James sieht mich prüfend an, während er sich vor mir aufbaut. Ich wünschte, er wäre schon genauso betrunken wie Jess, die gerade torkelnd neben mir zum Stehen kommt und aufstößt.
"James", kommt es kühl über meine Lippen.

"Sieh mal einer an. Das prüde Hühnchen ist auch hier? Hast du sie etwa eingeladen, James?!"
Dieser unliebsame Kommentar kommt von niemand geringerem als Carlos.
James kleinem Handlanger, wie ich ihn immer gerne nenne.

Ich werfe Carlos einen eiskalten Blick zu und stelle mir innerlich vor, wie sein blonder Kopf explodiert.
"Lass gut sein, Mann", kommandiert James, und an mich gewandt: "Ich freue mich, dich mal wieder hier zusehen."
Carlos pfeift zwischen den Zähnen hindurch.

Ich presse meine Kiefer aufeinander und betrachte lieber den roten Becher in James' Hand, als ihm in die eisblauen Augen zu sehen.
Auch er trägt eine Lederjacke, seine ist allerdings wesentlich älter als meine und am Kragen schon ganz speckig - auf die coole Art und Weise.

"Wir müssen nicht reden, wenn du nicht willst, aber ich würde gerne ..."
Er lässt das Ende des Satzes im Sand verlaufen und neigt den Kopf.
Seine berühmte einzelne Haarsträhne, die ihm immer in der Stirn hängt, zieht meine Aufmerksamkeit auf sich.
Ich ziehe die Schultern hoch, schaue zu den Familienfotos auf dem Kamin.

Ein neuer Song erklingt und die tiefe, markante Stimme eines Rappers schallt durch den Raum, der seit James' Anwesenheit irgendwie geschrumpft ist.
"Ich glaube, sie bleibt lieber hier", meldet sich Jessica zu Wort.
Doch sie klingt wenig authentisch und bricht den Blickkontakt zu James nach wenigen Sekunden ab.

"Ist schon okay."
Höre ich mich sagen.
AJ greift nach meinem Arm.
"Ich glaube, nicht -", setz er an, ein kläglicher Versuch mich zu retten.
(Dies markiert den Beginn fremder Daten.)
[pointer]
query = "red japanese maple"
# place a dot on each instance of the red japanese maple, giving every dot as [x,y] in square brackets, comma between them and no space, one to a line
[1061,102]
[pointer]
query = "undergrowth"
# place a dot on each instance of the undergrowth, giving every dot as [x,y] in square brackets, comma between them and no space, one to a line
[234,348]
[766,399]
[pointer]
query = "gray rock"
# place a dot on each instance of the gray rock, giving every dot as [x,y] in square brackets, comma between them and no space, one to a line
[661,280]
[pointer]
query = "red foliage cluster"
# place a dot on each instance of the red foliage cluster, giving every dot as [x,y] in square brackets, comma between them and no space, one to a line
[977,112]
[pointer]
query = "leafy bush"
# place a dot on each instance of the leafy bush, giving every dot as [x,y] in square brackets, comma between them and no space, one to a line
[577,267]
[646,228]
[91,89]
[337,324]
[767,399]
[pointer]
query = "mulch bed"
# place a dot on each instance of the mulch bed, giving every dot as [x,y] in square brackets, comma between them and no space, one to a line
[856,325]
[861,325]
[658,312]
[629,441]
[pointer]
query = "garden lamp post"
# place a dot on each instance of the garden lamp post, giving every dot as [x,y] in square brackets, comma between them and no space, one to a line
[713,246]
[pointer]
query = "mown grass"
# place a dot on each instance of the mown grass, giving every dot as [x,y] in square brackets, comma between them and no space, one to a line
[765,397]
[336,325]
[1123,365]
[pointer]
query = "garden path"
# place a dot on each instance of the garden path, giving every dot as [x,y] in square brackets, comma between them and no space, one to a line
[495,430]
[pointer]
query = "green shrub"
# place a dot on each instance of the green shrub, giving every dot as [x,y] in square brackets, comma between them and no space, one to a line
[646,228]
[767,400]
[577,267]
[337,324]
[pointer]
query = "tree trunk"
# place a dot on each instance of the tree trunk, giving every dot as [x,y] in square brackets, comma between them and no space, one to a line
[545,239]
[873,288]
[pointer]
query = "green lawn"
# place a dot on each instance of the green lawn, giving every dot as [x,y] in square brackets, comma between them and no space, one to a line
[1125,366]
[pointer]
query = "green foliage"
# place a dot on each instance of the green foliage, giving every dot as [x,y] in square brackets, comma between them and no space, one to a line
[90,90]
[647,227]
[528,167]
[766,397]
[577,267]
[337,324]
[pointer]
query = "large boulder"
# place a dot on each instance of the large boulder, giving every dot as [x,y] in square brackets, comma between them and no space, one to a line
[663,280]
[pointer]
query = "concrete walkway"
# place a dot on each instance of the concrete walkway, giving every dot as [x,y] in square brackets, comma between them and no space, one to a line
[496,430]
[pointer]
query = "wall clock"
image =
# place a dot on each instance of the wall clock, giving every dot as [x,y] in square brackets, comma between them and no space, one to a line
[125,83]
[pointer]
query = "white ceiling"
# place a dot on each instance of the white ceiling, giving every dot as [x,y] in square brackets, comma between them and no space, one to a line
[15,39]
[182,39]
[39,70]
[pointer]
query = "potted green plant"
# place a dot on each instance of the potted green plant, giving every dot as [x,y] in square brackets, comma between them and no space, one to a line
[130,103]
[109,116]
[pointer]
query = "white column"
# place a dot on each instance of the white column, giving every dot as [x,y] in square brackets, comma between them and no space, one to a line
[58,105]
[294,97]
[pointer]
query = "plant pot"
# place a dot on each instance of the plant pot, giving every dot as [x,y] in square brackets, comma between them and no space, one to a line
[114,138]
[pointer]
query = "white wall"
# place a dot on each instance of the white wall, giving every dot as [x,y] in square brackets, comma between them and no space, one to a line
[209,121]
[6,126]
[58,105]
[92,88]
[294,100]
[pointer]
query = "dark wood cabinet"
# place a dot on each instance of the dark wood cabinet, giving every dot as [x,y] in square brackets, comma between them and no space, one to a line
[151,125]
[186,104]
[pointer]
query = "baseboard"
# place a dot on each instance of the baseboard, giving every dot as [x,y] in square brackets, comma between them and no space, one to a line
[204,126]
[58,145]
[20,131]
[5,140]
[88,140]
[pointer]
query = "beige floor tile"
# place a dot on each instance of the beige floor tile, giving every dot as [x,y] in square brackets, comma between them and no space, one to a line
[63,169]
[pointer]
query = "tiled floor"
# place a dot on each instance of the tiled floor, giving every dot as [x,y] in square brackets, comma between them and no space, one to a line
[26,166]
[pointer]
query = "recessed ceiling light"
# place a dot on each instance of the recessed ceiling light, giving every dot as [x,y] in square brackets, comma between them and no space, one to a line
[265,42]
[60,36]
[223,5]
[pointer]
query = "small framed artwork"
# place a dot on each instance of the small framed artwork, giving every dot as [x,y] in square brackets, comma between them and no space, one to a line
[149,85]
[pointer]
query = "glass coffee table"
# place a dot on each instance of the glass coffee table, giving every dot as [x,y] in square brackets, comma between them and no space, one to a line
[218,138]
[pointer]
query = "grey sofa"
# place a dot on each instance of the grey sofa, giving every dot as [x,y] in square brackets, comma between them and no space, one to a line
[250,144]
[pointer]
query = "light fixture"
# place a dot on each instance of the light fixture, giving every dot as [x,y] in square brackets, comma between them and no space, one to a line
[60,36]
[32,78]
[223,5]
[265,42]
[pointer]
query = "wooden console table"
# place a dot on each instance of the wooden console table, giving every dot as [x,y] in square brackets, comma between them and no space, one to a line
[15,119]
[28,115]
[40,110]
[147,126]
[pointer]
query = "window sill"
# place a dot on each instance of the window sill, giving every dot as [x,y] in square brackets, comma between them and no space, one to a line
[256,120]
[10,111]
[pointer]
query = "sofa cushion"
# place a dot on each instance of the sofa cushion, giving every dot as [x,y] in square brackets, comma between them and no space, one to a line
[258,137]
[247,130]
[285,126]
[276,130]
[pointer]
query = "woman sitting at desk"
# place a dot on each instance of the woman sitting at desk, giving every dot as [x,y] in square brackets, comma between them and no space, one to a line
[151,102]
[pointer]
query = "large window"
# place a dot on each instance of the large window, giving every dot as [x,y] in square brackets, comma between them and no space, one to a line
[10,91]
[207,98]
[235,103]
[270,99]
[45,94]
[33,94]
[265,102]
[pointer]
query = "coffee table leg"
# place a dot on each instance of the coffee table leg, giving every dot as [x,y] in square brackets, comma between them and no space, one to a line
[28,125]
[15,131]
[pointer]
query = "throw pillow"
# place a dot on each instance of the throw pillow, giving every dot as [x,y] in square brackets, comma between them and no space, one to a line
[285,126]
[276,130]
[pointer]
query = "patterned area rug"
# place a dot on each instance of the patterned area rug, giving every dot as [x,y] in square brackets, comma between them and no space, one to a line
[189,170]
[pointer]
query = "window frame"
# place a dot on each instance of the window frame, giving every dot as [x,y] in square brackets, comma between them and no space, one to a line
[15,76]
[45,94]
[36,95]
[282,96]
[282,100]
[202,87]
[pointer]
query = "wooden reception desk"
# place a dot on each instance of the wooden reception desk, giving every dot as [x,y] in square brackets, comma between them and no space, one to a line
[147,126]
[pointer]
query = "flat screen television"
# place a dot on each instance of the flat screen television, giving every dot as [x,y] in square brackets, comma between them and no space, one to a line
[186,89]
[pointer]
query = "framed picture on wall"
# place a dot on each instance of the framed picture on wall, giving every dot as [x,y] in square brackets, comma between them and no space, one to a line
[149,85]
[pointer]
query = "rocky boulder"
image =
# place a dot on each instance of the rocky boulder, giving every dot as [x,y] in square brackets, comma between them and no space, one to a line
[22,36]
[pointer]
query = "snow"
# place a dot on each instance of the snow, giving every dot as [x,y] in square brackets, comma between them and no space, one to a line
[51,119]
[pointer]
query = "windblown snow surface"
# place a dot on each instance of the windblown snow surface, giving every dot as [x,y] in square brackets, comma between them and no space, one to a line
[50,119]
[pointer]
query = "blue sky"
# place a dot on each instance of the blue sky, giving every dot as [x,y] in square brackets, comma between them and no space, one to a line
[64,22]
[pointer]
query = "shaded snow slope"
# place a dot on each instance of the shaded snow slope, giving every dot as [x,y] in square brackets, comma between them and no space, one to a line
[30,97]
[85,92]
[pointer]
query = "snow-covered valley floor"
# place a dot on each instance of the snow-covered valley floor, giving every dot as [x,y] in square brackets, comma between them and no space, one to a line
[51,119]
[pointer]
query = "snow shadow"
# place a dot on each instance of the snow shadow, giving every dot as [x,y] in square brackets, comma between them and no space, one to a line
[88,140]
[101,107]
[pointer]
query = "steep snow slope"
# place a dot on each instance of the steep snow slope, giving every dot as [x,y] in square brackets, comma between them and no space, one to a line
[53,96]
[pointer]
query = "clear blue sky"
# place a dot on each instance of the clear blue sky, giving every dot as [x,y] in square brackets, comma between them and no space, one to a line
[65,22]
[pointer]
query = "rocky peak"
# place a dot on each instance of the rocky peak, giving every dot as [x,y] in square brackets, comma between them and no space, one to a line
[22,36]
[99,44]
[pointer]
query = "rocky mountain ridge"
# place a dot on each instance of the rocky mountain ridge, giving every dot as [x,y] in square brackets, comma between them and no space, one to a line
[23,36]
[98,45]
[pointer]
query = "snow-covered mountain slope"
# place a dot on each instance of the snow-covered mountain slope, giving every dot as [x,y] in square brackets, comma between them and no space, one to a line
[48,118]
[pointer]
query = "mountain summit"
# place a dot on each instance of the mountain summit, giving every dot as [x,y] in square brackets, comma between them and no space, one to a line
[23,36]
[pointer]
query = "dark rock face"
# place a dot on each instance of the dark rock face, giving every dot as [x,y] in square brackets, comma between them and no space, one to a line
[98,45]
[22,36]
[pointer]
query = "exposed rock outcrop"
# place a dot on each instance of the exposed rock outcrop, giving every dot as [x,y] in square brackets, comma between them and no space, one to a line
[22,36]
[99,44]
"Du hast sie gehört, Mann", fährt James ihn von der Seite an.
AJs fragende Augen bohren sich in meine. Ich nicke kaum merklich.
Er lässt mich los und ich folge James, der sich bereits in Bewegung gesetzt hat.
Selbstsicher wie eh und je schreitet er durch die feiernden Menschen und macht mir damit den Weg frei.

Als ich Carlos passiere, kann ich deutlich seine brennenden Blicke auf meiner Haut spüren.
Doch ich ignoriere ihn, hebe mein Kinn ein Stück höher und beobachte James dabei, wie er seinen halbleeren Becher einfach irgendeinem Partygast in die Hand drückt und sich weiter durch die Menge drängt.

Seine muskulösen Schultern spannen und entspannen sich unter seinem Sweatshirt.
Ich starre die ganze Zeit über auf seinen Hinterkopf und der Weg aus dem Wohnzimmer kommt mir bei all den Blicken, die uns zu geworfen werden, endlos lang vor.
Es ist ewig her, dass James Marison und Ophelia Rosethorn zusammen gesehen wurden.
Das Tuscheln und die großen Augen, die unseren schmalen Pfad säumen, lassen mich dies schmerzlich wissen.

Ohne sich auch nur ein einziges Mal nach mir umzudrehen, geht James die Treppe hoch.
Er weiß, dass ich hinter ihm bin, ihm brav folge.
Ich könnte diese Treppe mit ihren honigbraunen Stufen im Schlaf hoch- und runterrennen - so oft bin ich auf ihr gelaufen.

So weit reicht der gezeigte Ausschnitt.